Maeve swallowed, her grip tightening on her umbrella. Something about him made her uneasy. It wasn’t fear, exactly. Not yet. Just something cold, creeping up her spine.
She wasn’t sure why.
He didn’t even seem to be looking at her.
Then, as if sensing her tension, he let out a small chuckle. “No worries. I won’t tell the Director if you won’t,” he said, voice light, almost amused. “This mansion was built for joy. For my family. And for all the children of Bharncair. Just go ahead and play as much as you’d like.”
Then he turned around slowly, and though his clouded eyes remained unfocused, his mouth behind the glass mask curled into something like a smile.

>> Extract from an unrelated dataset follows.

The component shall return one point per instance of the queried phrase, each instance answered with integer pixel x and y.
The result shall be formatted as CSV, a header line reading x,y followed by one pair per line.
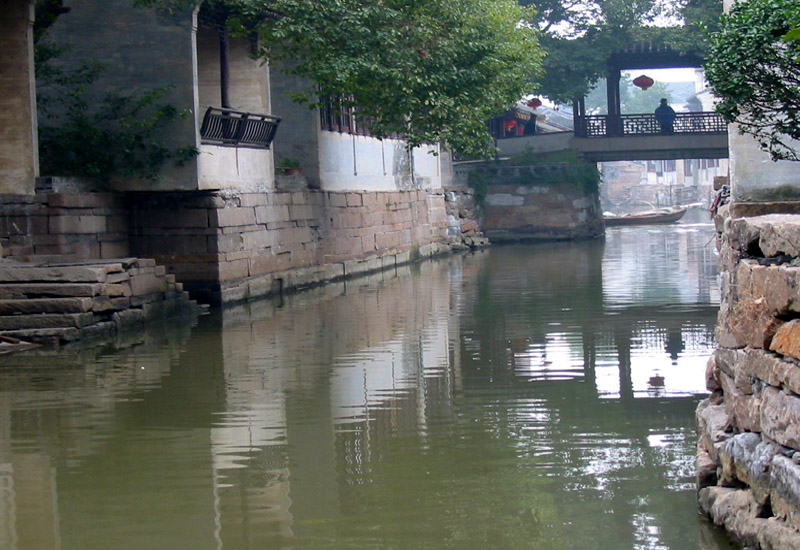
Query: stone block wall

“Just don’t be too noisy,” he added, winking over his shoulder. “And, oh—if you see my daughter, do me a favor, would you?”
Maeve’s throat tightened.
His daughter?
“She loves playing hide and seek,” he continued. “It’s her favorite game. If you run into her, pretend to be the hunter. Play tag with her. She’s still very young, so you’ll definitely give her a fright.”
He resumed walking away.
And, for Maeve’s part, she let out a slow, shaky breath as she finally realized half of her vision was already tinted red.
She saw it now.
That umbilical cord trailing from the back of his right hand, thin and fleshy and black, writhing just barely as it led in the same direction as her chain.
… Myrmur Host.
But before she could do anything about him, she felt two sharp tugs on her chain.
Gael yanked the chain twice again.
No response.
Ah, fuck.
I ain’t drunk enough for this.
He grinned—nervous, teeth barely showing—and pressed his back against the vault door, his bladed cane held at a slight, casual angle. Not threatening. Not yet. Just enough to keep the thing in front of him guessing.
She was a little girl standing in the middle of the corridor.
More accurately, ‘she’ was a Myrmur that’d once seen a little girl and decided ‘yeah, that’ll do’.
She had the dress of a noble’s daughter, embroidered with delicate lace and golden trim. Except, of course, it wasn’t made of silk. It was made of flesh. Pale, pulsing, stitched together like something a butcher had pieced together with trembling hands. He could see where the skin folded over itself at the seams. Where the Myrmur breathed.
Her face wasn’t much better.
She had a child’s features, mostly. Round cheeks, a little nose. But stretched. Tilted wrong. Her mouth was a bit too wide, her teeth a bit too sharp. And her eyes—black and bottomless, like deep wells that’d never known sunlight.
Oh, and her arm.
One was normal, small and thin and delicate. The other was huge like an oversized cannon with a claw for a hand, fingers curled into long, serrated blades.
Her nightmarish grin widened as she giggled again, cracking her neck perpendicular to her shoulders.
… Absolutely wonderful.
Just how I like to spend two nights in a row.